RE: The nature of number
July 17, 2012 at 3:14 am
(This post was last modified: July 17, 2012 at 3:32 am by Categories+Sheaves.)
(July 17, 2012 at 1:51 am)CliveStaples Wrote: i) Proof? It seems like you're actually claiming that every mapping of the torus with these particular endpoints fails to be differentiable (since no particular map was given).i) If we're skewing a torus by making the space in the center look like an arbitrarily thin cylinder... (yes yes this becomes a sphere with a line connecting two poles. This was my interpretation of what he said and I ran with it) you can't define a pushforward of the tangent space (of the torus being mapped into 3-space, when you treat it as a manifold) for any of the points that get mapped to a pole.
ii) Proof? This result would actually imply (i), since differentiable functions are necessarily continuous.

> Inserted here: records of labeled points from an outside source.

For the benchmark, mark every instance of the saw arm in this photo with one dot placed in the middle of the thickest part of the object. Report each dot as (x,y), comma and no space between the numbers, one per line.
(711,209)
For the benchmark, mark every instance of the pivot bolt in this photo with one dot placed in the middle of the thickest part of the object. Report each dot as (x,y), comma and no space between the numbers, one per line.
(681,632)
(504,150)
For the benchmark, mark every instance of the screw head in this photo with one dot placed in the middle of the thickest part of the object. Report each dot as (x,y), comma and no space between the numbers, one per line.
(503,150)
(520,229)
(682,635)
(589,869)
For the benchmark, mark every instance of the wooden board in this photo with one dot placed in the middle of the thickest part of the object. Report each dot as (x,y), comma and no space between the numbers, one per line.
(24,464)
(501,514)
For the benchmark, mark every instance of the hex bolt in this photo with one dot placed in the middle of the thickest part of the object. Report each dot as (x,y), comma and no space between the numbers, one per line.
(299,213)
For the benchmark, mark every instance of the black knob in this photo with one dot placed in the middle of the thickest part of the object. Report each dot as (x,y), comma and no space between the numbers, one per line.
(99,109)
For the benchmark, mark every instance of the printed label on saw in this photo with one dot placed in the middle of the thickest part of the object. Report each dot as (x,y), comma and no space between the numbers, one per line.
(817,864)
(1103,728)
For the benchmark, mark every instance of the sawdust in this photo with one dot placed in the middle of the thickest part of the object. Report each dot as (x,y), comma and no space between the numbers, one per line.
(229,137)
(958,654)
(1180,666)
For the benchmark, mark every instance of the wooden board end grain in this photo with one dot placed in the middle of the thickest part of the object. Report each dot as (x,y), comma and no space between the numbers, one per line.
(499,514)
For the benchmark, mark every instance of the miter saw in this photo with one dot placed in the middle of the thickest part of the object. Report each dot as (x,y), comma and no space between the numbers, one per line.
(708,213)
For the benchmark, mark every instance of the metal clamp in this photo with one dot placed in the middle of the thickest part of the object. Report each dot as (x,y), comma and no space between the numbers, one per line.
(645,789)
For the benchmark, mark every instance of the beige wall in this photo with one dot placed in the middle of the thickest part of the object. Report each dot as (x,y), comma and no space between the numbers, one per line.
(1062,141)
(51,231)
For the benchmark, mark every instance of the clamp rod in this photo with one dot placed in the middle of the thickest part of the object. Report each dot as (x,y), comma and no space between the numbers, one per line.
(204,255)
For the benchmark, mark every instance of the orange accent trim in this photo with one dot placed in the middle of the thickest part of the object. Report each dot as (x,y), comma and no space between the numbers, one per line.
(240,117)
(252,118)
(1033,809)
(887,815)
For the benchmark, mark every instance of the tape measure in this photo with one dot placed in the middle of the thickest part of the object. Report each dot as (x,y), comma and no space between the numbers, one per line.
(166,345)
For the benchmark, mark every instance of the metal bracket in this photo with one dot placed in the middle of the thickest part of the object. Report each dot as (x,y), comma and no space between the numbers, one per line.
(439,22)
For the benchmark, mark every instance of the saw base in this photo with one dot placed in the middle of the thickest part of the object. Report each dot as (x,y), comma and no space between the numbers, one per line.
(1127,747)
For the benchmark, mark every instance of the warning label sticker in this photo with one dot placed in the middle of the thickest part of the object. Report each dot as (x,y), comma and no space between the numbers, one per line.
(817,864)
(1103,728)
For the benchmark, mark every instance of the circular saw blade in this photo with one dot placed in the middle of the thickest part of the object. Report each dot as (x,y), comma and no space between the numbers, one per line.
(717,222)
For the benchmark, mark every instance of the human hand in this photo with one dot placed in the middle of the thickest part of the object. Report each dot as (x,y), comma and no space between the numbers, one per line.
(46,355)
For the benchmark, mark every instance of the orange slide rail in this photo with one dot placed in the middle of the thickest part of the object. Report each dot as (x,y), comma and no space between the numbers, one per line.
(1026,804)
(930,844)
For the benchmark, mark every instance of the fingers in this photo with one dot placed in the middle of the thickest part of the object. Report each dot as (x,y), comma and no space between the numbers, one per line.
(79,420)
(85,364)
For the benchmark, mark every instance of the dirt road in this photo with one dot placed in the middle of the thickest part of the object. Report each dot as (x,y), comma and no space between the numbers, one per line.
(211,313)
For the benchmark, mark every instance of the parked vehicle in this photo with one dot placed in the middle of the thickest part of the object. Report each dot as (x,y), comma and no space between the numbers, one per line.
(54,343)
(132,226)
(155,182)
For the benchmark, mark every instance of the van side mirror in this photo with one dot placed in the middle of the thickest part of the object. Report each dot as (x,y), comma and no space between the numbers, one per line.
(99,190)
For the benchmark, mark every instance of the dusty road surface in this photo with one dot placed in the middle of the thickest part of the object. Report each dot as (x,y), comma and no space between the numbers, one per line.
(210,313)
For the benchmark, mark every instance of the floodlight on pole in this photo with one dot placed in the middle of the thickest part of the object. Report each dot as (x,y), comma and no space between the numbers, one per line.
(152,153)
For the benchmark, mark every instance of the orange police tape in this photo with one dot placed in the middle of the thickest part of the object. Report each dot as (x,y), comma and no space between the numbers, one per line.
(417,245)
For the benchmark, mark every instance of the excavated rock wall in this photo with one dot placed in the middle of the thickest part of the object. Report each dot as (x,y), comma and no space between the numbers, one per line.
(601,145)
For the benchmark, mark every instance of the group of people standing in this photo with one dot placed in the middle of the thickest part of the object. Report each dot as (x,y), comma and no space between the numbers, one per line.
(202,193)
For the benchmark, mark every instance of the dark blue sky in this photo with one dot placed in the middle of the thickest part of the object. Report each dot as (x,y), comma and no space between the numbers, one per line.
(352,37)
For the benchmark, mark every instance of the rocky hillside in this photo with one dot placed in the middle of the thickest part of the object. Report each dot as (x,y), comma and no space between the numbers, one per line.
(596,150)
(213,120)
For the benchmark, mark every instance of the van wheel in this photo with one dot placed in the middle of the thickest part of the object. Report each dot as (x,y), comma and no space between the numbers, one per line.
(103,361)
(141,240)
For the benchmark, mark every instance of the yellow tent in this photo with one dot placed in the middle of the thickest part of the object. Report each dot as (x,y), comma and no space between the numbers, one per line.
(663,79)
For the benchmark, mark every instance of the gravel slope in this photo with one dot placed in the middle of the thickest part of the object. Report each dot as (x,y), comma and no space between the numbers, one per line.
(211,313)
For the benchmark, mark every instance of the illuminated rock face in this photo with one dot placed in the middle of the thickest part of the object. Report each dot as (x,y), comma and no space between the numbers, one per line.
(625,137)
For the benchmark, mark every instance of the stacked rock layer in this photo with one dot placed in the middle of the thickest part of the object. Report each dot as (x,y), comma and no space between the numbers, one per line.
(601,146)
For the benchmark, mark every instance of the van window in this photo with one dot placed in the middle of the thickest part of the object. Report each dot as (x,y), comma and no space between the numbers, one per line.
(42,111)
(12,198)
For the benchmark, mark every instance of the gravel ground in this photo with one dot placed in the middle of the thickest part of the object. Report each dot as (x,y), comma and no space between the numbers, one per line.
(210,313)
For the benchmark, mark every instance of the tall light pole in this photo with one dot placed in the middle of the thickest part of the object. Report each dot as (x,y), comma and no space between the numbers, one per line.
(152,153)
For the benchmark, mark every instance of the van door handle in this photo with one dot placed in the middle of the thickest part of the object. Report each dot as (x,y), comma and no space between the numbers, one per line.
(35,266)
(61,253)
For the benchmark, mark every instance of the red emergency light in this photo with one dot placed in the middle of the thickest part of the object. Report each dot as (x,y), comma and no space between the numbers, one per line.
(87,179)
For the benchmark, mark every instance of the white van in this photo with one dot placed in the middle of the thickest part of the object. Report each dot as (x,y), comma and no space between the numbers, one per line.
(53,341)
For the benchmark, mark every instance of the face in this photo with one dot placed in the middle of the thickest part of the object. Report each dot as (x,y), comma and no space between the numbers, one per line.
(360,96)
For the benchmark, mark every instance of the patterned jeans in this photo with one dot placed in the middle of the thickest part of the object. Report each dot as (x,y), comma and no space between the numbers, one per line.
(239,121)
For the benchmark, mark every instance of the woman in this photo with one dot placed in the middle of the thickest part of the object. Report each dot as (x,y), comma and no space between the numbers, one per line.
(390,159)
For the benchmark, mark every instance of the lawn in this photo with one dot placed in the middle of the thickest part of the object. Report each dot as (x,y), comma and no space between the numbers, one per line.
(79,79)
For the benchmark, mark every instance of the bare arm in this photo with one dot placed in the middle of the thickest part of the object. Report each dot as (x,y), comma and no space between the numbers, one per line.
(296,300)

iii) I suspect there's actually a bijection from the surface he described (a 'torus' with a hole consisting of one point) to the unit torus, which would mean that the mapping is well-defined (in the sense of being a function). Or did you mean that the resulting object actually fails to be a torus?
ii) Failure to be injective. Or at the very least: if he's insisting that the hole have "width zero", that doesn't bode well for the hausdorff-ness/distinctness of the points lying 'across' this hole/gap.
iii) Under that interpretation of jonb's construction (hrm, this looks like the particular shape he was actually talking about... but you still get the shape I was talking about by mapping the torus and then putting it through [some charitable attempt at] the inverse mapping of the sphere) what you end up with is neither a torus nor a sphere, since that 'compressed' shape won't be compact (surely the one-point hole is a limit point?).
(July 17, 2012 at 1:51 am)CliveStaples Wrote: This is basically just another claim that any mapping with the endpoints he gave must fail to be homeomorphic. Can you prove this?Either:
a) there is some 'inner ring' that gets mapped to the point that's supposed to be a hole, and this fails to be injective.
b) If the torus' "hole" is genuinely a point: That compactness thing from earlier.
Although the first part of the 'playing different games' comment was probably too overstated/harsh...